Steve Nguru’s daughter wanted school textbooks, she presented him with a list of 5 supplementary study books she needed at the beginning of 2013 when she entered class 8. The 5 books cost Ksh 2,590/(about $30). Nguru didn’t have the money.
“I thought that was too expensive for the average parent,” he said. Nguru did not buy the textbooks immediately but before long the teenage daughter came home with some of them. When he asked her where she got them from, she said they were abandoned by the previous class 8 class pupils.
“This is when I learnt that this is a common habit amongst candidates, not to mention the so-called “academic fires” where they burn all their books after exams. Aware that millions of homes in Kenya live on less than a couple of dollars a day, it hit me that I can use the power of technology to ease the burden of textbooks on parents, because there are a lot of such unused textbooks lying in many homes as well,” he told TechMoran.
Then Swapkitabu.com, an online market place for school textbooks was born. The site provides a platform for parents to exchange textbooks and takes off the cost, time, and hassle of looking for textbooks. It is based on the Hand-me-down model of sharing among families in Africa. It also enables one to sell the textbooks their kids no longer use, and to use the money to buy the textbooks the kids need. In effect, the parent spends little or no money for books each year.
Nguru says his target users are parents with school-going children who will sign up for yearly subscriptions, where he hopes to make some money.
His idea is driven by the fact that a good education is not an option but a must for the rich or poor. He adds that stats show that the present average book:pupil ratio in Kenya’s primary schools is 1:4. It is worse in urban-poor and rural schools at 1:7 or worse, according to Uwezo, an education research organisation. This means there is a yearly shortfall of millions of textbooks in both the public and private schools, greatly compromising education – a basic right.
In five years Nguru says SwapKitabu will be the go-to for textbooks for primary, secondary, and college/university levels in Kenya and beyond; and a place for users to get bargain deals on used textbooks. He expects to be the leading authority on data on textbooks: textbook ratios by area, textbook deficiencies by area and to assist potential individual/organisational donors of textbooks, as well as policy/decision makers on education materials funding at the local level.
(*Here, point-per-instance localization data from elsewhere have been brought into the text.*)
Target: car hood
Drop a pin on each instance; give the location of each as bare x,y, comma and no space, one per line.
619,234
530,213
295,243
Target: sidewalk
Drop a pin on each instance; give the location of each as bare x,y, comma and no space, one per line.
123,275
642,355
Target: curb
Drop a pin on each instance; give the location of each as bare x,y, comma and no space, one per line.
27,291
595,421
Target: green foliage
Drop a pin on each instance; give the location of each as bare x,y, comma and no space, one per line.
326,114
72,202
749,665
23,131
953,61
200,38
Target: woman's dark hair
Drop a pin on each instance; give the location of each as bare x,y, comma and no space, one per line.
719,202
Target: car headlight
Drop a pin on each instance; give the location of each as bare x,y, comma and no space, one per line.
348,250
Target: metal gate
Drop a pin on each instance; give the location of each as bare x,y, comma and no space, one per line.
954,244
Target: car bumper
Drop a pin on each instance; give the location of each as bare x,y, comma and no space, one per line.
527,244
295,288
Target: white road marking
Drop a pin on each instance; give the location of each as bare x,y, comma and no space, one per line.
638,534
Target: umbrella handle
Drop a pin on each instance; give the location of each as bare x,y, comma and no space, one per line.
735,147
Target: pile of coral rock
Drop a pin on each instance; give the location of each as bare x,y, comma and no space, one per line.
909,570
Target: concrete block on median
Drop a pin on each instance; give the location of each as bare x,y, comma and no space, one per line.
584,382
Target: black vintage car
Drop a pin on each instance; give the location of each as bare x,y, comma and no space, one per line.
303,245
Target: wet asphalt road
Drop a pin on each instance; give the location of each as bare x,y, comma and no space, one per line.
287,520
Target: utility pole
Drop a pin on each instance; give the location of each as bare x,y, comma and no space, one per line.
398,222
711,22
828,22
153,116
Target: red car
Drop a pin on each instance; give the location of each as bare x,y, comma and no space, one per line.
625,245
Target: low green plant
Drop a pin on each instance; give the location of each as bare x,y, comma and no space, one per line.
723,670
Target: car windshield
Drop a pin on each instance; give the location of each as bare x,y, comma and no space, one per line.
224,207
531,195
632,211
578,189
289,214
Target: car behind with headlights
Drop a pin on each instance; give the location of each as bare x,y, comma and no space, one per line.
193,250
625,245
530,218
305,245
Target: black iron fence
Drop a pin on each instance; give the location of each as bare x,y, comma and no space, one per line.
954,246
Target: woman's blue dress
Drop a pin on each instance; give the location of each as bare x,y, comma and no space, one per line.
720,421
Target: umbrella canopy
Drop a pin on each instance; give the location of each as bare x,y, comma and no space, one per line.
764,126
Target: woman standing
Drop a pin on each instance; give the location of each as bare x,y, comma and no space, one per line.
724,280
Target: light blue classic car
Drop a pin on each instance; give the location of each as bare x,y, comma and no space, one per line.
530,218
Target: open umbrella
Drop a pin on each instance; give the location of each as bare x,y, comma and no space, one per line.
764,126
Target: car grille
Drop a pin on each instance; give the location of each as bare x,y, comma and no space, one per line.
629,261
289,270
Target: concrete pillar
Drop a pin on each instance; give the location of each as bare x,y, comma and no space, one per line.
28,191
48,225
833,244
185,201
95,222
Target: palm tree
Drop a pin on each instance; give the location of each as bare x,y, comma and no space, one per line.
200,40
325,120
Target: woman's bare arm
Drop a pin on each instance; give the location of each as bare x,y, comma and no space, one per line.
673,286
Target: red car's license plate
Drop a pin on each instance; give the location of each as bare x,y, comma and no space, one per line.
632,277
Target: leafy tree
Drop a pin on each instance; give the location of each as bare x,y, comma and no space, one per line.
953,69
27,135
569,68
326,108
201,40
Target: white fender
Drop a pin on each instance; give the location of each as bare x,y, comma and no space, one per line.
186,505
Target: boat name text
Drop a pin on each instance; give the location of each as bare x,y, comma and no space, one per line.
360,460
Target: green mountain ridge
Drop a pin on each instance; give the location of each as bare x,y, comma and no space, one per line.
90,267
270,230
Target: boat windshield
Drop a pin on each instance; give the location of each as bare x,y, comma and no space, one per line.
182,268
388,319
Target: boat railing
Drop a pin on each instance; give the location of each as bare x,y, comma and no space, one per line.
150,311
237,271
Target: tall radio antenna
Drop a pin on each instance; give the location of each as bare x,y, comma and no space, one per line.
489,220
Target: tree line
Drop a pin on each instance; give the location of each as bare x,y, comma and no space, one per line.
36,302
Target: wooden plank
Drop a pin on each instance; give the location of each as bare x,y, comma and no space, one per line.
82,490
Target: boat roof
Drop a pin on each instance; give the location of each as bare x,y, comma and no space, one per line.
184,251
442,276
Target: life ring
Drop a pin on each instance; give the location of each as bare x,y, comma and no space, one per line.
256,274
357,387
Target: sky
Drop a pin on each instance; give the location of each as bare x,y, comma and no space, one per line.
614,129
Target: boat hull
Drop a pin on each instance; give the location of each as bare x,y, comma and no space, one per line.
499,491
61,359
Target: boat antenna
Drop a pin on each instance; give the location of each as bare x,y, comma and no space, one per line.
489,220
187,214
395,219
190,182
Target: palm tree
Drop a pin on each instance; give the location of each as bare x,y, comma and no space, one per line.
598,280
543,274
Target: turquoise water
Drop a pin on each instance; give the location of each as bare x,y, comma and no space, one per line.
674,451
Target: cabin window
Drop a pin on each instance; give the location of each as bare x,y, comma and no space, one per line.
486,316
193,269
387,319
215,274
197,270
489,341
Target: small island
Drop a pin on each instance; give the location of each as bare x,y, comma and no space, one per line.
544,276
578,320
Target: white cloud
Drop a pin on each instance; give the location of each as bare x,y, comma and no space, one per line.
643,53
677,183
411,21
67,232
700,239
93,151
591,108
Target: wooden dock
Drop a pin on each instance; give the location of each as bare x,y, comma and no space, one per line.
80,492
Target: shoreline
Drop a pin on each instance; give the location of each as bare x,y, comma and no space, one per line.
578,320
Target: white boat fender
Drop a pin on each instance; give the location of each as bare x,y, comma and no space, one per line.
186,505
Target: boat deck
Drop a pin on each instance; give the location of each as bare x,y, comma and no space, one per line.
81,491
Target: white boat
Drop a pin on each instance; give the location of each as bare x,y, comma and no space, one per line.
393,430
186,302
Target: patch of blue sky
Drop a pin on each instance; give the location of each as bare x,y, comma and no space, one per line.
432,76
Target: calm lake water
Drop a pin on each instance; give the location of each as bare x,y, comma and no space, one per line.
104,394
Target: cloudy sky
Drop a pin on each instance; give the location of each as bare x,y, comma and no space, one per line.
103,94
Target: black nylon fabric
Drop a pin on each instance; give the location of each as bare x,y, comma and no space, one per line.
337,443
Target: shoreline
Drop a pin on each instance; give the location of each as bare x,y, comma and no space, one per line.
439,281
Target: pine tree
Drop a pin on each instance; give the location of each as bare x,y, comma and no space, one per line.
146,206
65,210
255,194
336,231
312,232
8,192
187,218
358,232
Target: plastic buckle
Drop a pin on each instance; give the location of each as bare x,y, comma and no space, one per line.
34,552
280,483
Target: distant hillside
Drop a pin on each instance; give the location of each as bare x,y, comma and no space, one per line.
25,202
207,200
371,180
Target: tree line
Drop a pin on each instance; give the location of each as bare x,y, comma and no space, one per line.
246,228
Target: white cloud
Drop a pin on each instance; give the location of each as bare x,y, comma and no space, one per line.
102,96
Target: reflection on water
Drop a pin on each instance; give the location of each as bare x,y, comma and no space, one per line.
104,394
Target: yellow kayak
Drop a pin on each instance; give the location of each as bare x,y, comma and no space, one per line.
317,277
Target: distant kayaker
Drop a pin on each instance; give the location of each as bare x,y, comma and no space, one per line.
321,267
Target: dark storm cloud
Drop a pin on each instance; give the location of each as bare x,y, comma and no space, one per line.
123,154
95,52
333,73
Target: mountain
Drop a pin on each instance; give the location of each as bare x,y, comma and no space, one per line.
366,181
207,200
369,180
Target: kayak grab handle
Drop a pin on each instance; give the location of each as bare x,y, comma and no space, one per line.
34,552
Though without any external funding, Nguru says they welcome any angel investors to help them market and extend their reach countrywide, and to develop a mobile platform for the same. He is not afraid of the digital move as books remain important in people’s lives and people still buy hard cover books on Amazon. The startup is incubated at Nailab, a technology business incubator in Nairobi.
Now doing piloting in Kenya, for a March 1 public launch, Nguru says they are building up support among school administrations andd parents and introducing the platform to students across the country.